Foi destruído tudo o que representou campo de cultura. A destruição da língua materna, como parte da integridade cultural era, na verdade a mais cobiçada, pelo governo como também a destruição da memória cultural representada pelos velhos, que aqui personificavam a memória viva oral. Nesta perseguição, eles foram o principal alvo da violência, com abalos emocionais sobre eles próprios e suas famílias. Estas, de modo geral, se sentiam muito mal com aquilo que estava acontecendo a estes pais ou avós, que não sabiam falar português e que, na verdade representavam a autoridade desprestigiada.

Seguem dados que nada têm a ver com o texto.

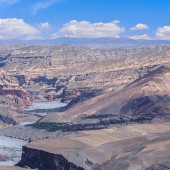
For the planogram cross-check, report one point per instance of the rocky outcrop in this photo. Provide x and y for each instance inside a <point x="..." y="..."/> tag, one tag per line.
<point x="45" y="161"/>
<point x="114" y="148"/>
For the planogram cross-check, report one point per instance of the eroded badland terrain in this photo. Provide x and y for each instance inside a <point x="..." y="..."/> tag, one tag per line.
<point x="115" y="112"/>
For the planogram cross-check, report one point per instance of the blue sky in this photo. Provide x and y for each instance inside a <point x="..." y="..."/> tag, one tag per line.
<point x="34" y="19"/>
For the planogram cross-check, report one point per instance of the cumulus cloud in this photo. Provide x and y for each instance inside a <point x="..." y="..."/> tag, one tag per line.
<point x="140" y="26"/>
<point x="13" y="28"/>
<point x="163" y="33"/>
<point x="86" y="29"/>
<point x="45" y="25"/>
<point x="43" y="5"/>
<point x="140" y="37"/>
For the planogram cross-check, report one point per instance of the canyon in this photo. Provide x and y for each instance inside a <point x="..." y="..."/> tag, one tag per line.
<point x="85" y="107"/>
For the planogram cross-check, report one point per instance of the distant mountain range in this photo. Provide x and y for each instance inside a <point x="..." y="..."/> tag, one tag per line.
<point x="96" y="42"/>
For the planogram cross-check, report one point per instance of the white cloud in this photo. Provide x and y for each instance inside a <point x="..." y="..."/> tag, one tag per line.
<point x="13" y="28"/>
<point x="43" y="5"/>
<point x="140" y="37"/>
<point x="45" y="25"/>
<point x="140" y="26"/>
<point x="163" y="33"/>
<point x="75" y="28"/>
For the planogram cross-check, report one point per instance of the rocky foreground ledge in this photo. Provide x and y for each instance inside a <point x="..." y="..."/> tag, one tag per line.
<point x="131" y="147"/>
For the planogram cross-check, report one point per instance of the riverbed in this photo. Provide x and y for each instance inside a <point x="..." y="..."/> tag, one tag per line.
<point x="46" y="105"/>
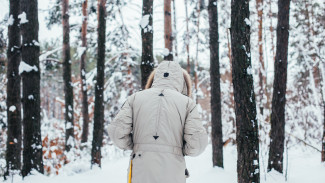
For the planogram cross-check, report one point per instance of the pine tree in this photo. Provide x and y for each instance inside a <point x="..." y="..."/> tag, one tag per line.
<point x="279" y="89"/>
<point x="68" y="89"/>
<point x="13" y="159"/>
<point x="85" y="114"/>
<point x="147" y="43"/>
<point x="168" y="34"/>
<point x="99" y="88"/>
<point x="245" y="106"/>
<point x="216" y="123"/>
<point x="32" y="153"/>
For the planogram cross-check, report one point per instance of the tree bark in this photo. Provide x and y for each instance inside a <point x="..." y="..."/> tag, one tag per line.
<point x="32" y="153"/>
<point x="216" y="133"/>
<point x="85" y="114"/>
<point x="175" y="29"/>
<point x="99" y="88"/>
<point x="196" y="65"/>
<point x="279" y="89"/>
<point x="245" y="106"/>
<point x="187" y="41"/>
<point x="13" y="152"/>
<point x="168" y="36"/>
<point x="261" y="74"/>
<point x="68" y="89"/>
<point x="323" y="101"/>
<point x="147" y="44"/>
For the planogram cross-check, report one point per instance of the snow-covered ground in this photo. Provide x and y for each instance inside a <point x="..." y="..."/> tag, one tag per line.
<point x="303" y="167"/>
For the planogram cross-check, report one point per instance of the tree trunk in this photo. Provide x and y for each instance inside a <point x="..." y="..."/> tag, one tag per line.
<point x="323" y="101"/>
<point x="68" y="90"/>
<point x="32" y="153"/>
<point x="271" y="28"/>
<point x="168" y="36"/>
<point x="216" y="133"/>
<point x="196" y="65"/>
<point x="261" y="74"/>
<point x="279" y="89"/>
<point x="147" y="43"/>
<point x="99" y="88"/>
<point x="187" y="39"/>
<point x="13" y="152"/>
<point x="175" y="29"/>
<point x="85" y="114"/>
<point x="245" y="106"/>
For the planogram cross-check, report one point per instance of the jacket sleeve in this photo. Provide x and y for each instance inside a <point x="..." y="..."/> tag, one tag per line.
<point x="119" y="130"/>
<point x="195" y="135"/>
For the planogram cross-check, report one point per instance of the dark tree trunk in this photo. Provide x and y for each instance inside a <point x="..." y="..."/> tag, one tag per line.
<point x="187" y="39"/>
<point x="245" y="106"/>
<point x="32" y="153"/>
<point x="85" y="114"/>
<point x="279" y="89"/>
<point x="147" y="43"/>
<point x="168" y="36"/>
<point x="261" y="74"/>
<point x="216" y="133"/>
<point x="68" y="89"/>
<point x="13" y="152"/>
<point x="322" y="94"/>
<point x="99" y="88"/>
<point x="175" y="29"/>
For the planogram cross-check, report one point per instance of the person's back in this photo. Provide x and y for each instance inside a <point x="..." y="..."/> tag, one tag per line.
<point x="160" y="125"/>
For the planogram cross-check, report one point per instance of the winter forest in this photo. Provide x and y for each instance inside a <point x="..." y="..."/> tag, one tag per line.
<point x="257" y="67"/>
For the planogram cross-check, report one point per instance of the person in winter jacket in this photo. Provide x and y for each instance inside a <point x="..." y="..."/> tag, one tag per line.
<point x="161" y="124"/>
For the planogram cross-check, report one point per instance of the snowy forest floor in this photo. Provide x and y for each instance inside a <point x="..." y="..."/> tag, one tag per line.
<point x="303" y="166"/>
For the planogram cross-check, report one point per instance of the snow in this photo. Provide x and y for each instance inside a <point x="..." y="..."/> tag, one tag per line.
<point x="81" y="50"/>
<point x="166" y="52"/>
<point x="22" y="18"/>
<point x="36" y="43"/>
<point x="303" y="166"/>
<point x="12" y="108"/>
<point x="24" y="67"/>
<point x="144" y="21"/>
<point x="11" y="20"/>
<point x="247" y="21"/>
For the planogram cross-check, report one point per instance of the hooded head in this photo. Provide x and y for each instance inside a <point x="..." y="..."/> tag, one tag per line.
<point x="169" y="74"/>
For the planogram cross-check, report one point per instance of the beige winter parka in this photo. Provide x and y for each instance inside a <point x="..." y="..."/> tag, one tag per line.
<point x="161" y="125"/>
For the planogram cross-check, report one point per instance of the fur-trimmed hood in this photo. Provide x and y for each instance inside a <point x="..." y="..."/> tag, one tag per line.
<point x="169" y="74"/>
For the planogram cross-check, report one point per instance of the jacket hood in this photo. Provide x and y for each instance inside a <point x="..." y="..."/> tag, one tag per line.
<point x="169" y="74"/>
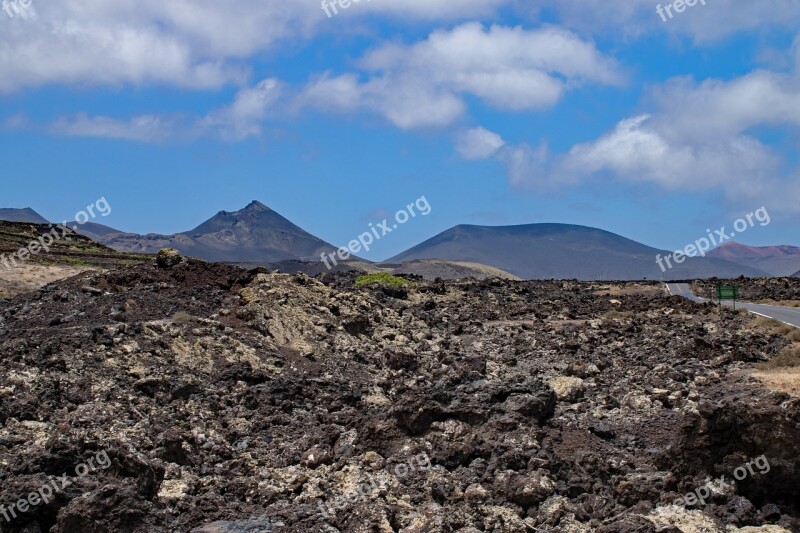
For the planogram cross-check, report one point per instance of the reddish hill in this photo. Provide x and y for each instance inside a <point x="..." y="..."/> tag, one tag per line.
<point x="777" y="260"/>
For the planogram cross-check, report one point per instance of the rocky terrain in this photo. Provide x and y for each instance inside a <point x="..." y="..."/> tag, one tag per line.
<point x="247" y="401"/>
<point x="766" y="290"/>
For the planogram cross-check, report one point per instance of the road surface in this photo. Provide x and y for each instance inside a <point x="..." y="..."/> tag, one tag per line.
<point x="787" y="315"/>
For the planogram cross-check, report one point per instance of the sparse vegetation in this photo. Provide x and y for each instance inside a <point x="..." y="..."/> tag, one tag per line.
<point x="789" y="357"/>
<point x="181" y="317"/>
<point x="381" y="278"/>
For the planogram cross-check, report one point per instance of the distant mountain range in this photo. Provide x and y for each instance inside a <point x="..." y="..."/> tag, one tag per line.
<point x="775" y="260"/>
<point x="542" y="251"/>
<point x="257" y="235"/>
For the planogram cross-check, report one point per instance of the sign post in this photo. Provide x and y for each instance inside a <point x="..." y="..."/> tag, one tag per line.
<point x="727" y="292"/>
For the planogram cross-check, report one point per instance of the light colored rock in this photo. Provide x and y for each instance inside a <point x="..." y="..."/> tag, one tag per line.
<point x="567" y="388"/>
<point x="636" y="401"/>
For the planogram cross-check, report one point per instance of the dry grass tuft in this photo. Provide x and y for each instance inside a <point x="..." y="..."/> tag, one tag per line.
<point x="617" y="315"/>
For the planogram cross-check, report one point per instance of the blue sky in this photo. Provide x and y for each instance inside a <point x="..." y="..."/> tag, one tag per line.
<point x="497" y="111"/>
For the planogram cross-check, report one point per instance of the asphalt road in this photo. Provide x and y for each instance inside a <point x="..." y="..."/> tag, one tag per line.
<point x="787" y="315"/>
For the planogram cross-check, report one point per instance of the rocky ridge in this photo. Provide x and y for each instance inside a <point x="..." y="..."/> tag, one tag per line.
<point x="243" y="401"/>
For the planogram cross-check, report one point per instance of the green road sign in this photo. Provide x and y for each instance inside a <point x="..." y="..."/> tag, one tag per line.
<point x="727" y="292"/>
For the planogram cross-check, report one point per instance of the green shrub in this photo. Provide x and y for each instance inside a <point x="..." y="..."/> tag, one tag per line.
<point x="382" y="278"/>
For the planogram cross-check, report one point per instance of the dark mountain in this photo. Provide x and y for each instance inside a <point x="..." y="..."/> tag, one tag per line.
<point x="22" y="215"/>
<point x="255" y="234"/>
<point x="542" y="251"/>
<point x="776" y="260"/>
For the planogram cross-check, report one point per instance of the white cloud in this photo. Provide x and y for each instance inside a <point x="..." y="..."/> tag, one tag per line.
<point x="478" y="143"/>
<point x="241" y="119"/>
<point x="146" y="128"/>
<point x="424" y="84"/>
<point x="700" y="137"/>
<point x="194" y="44"/>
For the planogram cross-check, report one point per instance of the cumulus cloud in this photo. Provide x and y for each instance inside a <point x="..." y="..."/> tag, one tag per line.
<point x="193" y="44"/>
<point x="145" y="128"/>
<point x="478" y="143"/>
<point x="700" y="137"/>
<point x="424" y="84"/>
<point x="242" y="119"/>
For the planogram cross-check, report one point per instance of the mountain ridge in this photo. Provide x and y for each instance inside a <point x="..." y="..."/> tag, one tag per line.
<point x="551" y="250"/>
<point x="779" y="260"/>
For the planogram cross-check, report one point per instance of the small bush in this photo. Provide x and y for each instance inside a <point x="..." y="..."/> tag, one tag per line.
<point x="381" y="278"/>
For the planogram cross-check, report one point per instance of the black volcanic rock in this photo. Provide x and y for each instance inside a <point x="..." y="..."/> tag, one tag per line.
<point x="255" y="234"/>
<point x="562" y="251"/>
<point x="22" y="215"/>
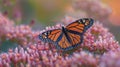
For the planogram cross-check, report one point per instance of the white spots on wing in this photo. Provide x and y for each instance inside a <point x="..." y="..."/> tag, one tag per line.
<point x="83" y="21"/>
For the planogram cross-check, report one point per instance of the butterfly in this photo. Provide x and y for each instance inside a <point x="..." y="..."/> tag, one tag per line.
<point x="68" y="37"/>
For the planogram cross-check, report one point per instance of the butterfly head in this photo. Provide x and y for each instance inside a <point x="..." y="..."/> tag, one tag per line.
<point x="87" y="22"/>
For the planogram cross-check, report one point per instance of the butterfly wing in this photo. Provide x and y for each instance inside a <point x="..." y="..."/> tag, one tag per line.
<point x="80" y="26"/>
<point x="72" y="38"/>
<point x="50" y="36"/>
<point x="74" y="34"/>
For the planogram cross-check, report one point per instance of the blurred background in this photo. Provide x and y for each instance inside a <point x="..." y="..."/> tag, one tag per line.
<point x="42" y="13"/>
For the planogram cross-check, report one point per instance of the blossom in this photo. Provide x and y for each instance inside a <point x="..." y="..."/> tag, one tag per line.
<point x="97" y="47"/>
<point x="111" y="59"/>
<point x="35" y="57"/>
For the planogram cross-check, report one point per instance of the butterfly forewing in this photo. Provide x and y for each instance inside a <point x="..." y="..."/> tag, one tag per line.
<point x="68" y="37"/>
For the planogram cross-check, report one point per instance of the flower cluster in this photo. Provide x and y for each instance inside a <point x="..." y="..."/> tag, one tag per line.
<point x="97" y="39"/>
<point x="94" y="8"/>
<point x="38" y="56"/>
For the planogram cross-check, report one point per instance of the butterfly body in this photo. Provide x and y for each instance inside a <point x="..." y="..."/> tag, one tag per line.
<point x="68" y="37"/>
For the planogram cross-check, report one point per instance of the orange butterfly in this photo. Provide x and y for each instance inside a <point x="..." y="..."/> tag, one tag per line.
<point x="68" y="37"/>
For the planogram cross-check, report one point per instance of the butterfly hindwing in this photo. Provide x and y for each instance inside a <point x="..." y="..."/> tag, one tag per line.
<point x="68" y="37"/>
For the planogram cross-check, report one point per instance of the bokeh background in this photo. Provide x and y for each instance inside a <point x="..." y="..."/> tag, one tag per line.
<point x="41" y="13"/>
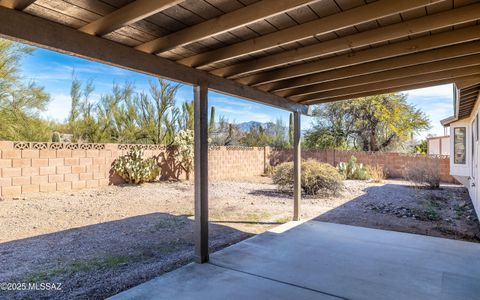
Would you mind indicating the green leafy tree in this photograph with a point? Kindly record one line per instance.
(20, 103)
(185, 121)
(290, 130)
(376, 123)
(211, 125)
(421, 147)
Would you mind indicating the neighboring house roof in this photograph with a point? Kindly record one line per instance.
(465, 96)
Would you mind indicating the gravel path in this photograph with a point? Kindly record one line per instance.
(99, 242)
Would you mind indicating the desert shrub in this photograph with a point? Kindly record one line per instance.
(184, 142)
(316, 177)
(133, 168)
(424, 176)
(376, 173)
(353, 170)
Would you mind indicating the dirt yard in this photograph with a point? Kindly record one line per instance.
(99, 242)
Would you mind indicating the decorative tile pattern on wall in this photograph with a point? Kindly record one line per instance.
(56, 146)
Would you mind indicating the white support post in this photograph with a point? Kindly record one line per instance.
(297, 188)
(201, 172)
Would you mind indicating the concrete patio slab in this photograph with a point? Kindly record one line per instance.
(206, 281)
(321, 260)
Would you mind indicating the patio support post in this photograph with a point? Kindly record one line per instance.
(297, 189)
(201, 172)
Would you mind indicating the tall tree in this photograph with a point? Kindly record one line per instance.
(20, 103)
(376, 123)
(290, 130)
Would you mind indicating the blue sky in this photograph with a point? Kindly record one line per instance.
(54, 71)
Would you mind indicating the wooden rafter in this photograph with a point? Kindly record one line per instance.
(394, 89)
(374, 36)
(26, 28)
(394, 83)
(130, 13)
(368, 55)
(467, 82)
(437, 66)
(229, 21)
(358, 15)
(296, 85)
(16, 4)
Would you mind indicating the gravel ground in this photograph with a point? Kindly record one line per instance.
(99, 242)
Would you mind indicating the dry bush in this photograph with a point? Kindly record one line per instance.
(353, 170)
(316, 178)
(424, 176)
(377, 173)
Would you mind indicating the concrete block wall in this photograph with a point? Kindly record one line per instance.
(395, 164)
(27, 167)
(30, 167)
(236, 162)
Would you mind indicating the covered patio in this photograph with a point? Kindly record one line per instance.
(317, 260)
(290, 55)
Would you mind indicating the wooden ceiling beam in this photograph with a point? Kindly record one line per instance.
(126, 15)
(377, 35)
(39, 32)
(229, 21)
(295, 85)
(16, 4)
(391, 90)
(449, 64)
(394, 83)
(364, 56)
(354, 16)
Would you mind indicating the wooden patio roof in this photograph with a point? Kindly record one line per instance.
(289, 54)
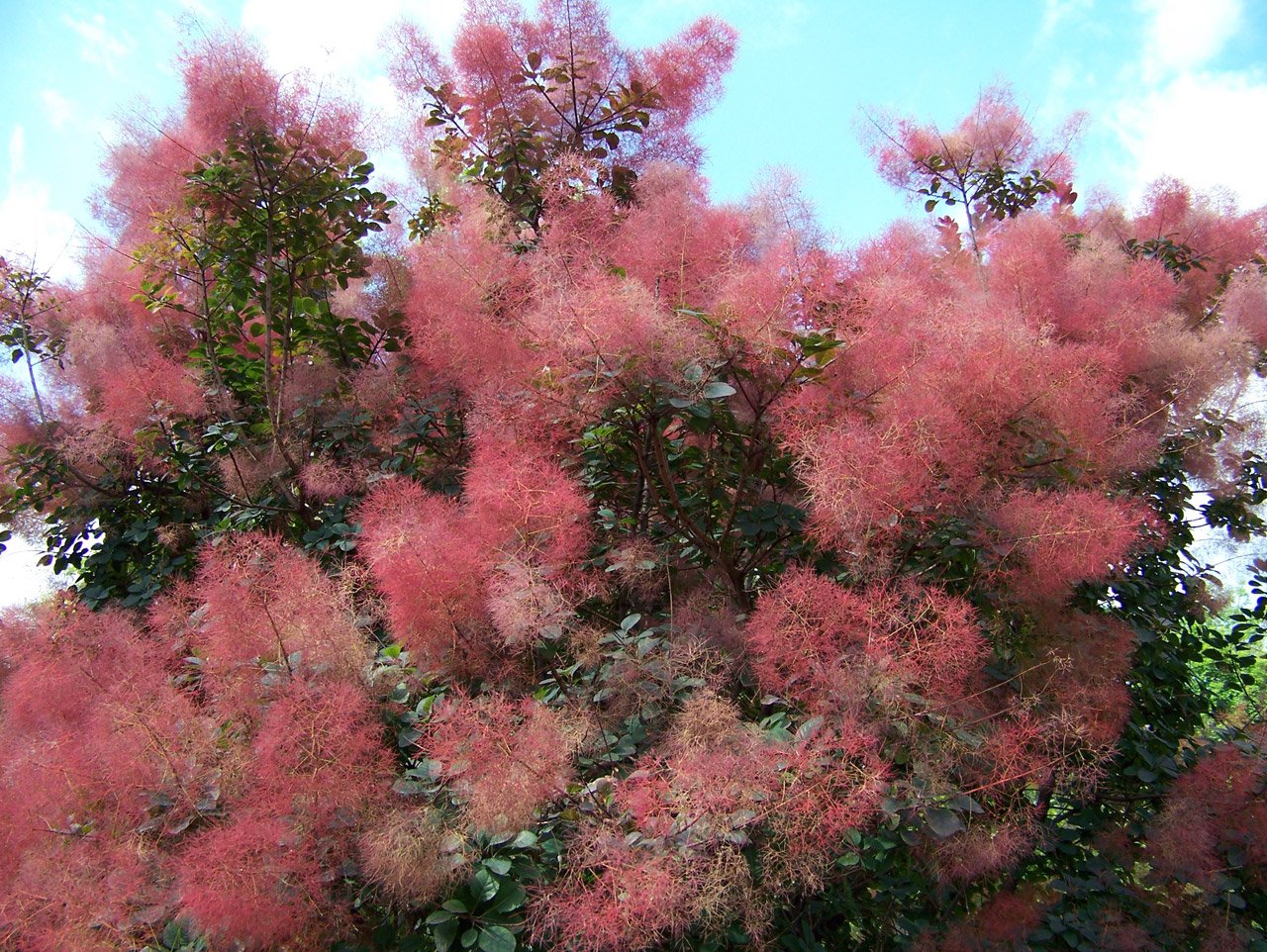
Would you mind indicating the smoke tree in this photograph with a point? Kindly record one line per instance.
(566, 561)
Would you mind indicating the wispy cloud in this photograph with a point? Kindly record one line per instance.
(30, 226)
(1186, 117)
(57, 108)
(1176, 41)
(1055, 13)
(100, 42)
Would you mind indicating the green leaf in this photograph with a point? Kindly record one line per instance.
(443, 934)
(942, 821)
(497, 938)
(483, 885)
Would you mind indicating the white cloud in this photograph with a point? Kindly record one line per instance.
(1177, 114)
(321, 36)
(1203, 128)
(57, 108)
(30, 225)
(100, 45)
(22, 579)
(1176, 40)
(1057, 12)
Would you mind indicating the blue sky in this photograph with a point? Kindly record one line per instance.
(1168, 86)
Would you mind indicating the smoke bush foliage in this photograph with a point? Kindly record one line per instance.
(592, 566)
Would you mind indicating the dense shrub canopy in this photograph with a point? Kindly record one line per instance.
(566, 561)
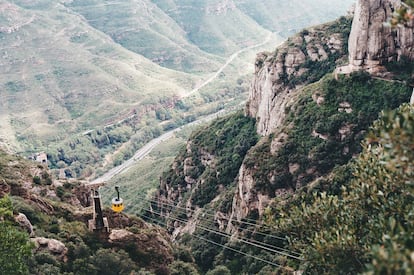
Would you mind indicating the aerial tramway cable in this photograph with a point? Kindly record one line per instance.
(282, 253)
(231, 220)
(228, 247)
(269, 246)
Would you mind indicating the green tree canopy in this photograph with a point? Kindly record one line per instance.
(368, 227)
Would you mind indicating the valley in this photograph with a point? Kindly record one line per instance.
(246, 137)
(106, 71)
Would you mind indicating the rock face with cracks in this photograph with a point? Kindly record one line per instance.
(372, 43)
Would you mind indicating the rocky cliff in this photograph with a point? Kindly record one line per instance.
(372, 43)
(55, 214)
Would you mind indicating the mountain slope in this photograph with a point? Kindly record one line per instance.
(311, 132)
(72, 71)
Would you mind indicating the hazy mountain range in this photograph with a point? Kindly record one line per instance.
(70, 66)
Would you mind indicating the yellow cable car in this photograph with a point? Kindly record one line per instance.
(117, 202)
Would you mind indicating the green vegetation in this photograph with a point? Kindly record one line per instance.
(323, 136)
(224, 143)
(367, 227)
(15, 247)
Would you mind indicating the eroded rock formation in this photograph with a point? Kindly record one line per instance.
(372, 43)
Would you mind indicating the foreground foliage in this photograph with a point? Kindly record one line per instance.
(368, 227)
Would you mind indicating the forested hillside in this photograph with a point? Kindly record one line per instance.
(327, 188)
(89, 82)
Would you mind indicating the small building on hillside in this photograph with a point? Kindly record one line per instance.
(39, 157)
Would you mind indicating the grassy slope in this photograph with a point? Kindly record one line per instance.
(57, 66)
(62, 73)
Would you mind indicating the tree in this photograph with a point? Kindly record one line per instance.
(15, 247)
(404, 14)
(370, 223)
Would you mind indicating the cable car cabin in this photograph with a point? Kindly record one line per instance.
(117, 205)
(117, 202)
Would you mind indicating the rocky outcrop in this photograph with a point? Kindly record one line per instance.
(371, 42)
(24, 223)
(277, 75)
(54, 247)
(247, 198)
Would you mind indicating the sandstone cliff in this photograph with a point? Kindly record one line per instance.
(298, 61)
(371, 42)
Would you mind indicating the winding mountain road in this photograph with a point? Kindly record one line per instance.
(147, 148)
(229, 60)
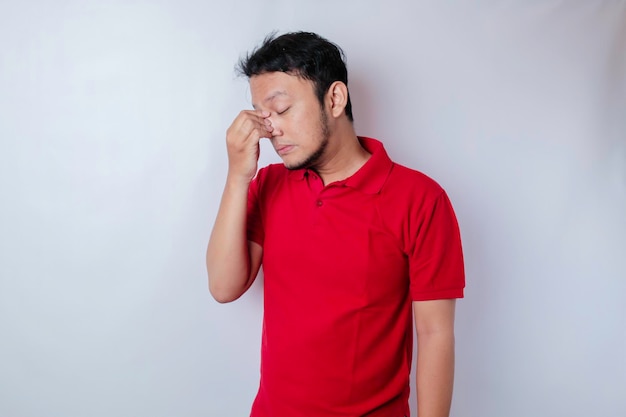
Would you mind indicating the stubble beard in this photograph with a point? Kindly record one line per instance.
(312, 160)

Toda esta destruição representou grande ofensa, para aqueles que perderam seus objetos. Isto foi sentido como própria ameaça a sua integridade física, pois destruir objetos queridos é também atingir e destruir os donos deles. Representou, também, a morte da memória afetiva para os filhos da 1° geração, que cresceram sem conhecer suas raízes. Como seres essencialmente emocionais muitos destes espaços interiores foram mortos também.
Um outro momento, muito patético, é o constrangimento a que foram submetidos, na troca de nomes próprios e na insistência que lhes faziam, especialmente no exército, conforme os entrevistados, de que deviam esquecer os antepassados e deixar de falar esta língua atrasada e exótica: a «nação» pede que se esqueçam os antepassados. O dialeto não é língua é algo exótico, atrasado. E preciso abandoná-lo.
No exército os filhos dos colonos tinham oportunidade de aprender o português. No entanto, o exército também incentivou muito o esquecimento dos antepassados. Em todos os depoimentos constatou-se, que havia a vontade de falar e de se comunicar em português. Não só pediam que esquecessem os antepassados, mas se incentivava o aportuguesamento dos nomes.
Os velhos foram os mais atingidos no que se refere à violência que se abateu sobre uma população que não sabia se comunicar em português. Representavam eles, exatamente, a tradição viva de tudo aquilo que era necessário destruir. Na verdade bastava uma palavra, uma «parola». Em tudo sobressai o exagero. Mesmo que ninguém desafiasse, abertamente, a polícia, pois a população estava aterrorizada, pode-se facilmente imaginar que uma língua não se muda por decreto. Muitos continuaram falando italiano, com os cuidados que a situação impunha. E mesmo que fosse por uma única «parola» muitos foram parar na polícia.
Como cidadãos de segunda categoria, assim considerados aos olhos dos governantes, eles tiveram, novamente, a sua cidadania dilacerada e se calaram, introjetaram o medo e a submissão. Desenvolveram, também, processos de defesa mútua, como relata um entrevistado que faz comparação entre as atitudes dos italianos e as dos alemães:
Tinham dificuldade de viajarem para grandes centros onde eram facilmente identificados. Evitavam ao extremo. Este mesmo medo perturbou para sempre os colonos quando de suas futuras passagens por Santa Maria em direção à fronteira.
Isto tudo explica a razão de temer em transpor Santa Maria sempre que era necessário ir para a fronteira. Era temerário dormir na cidade dos agressores de meus antepassados. Nada era dito verbalmente, mas tudo era sentido emocionalmente.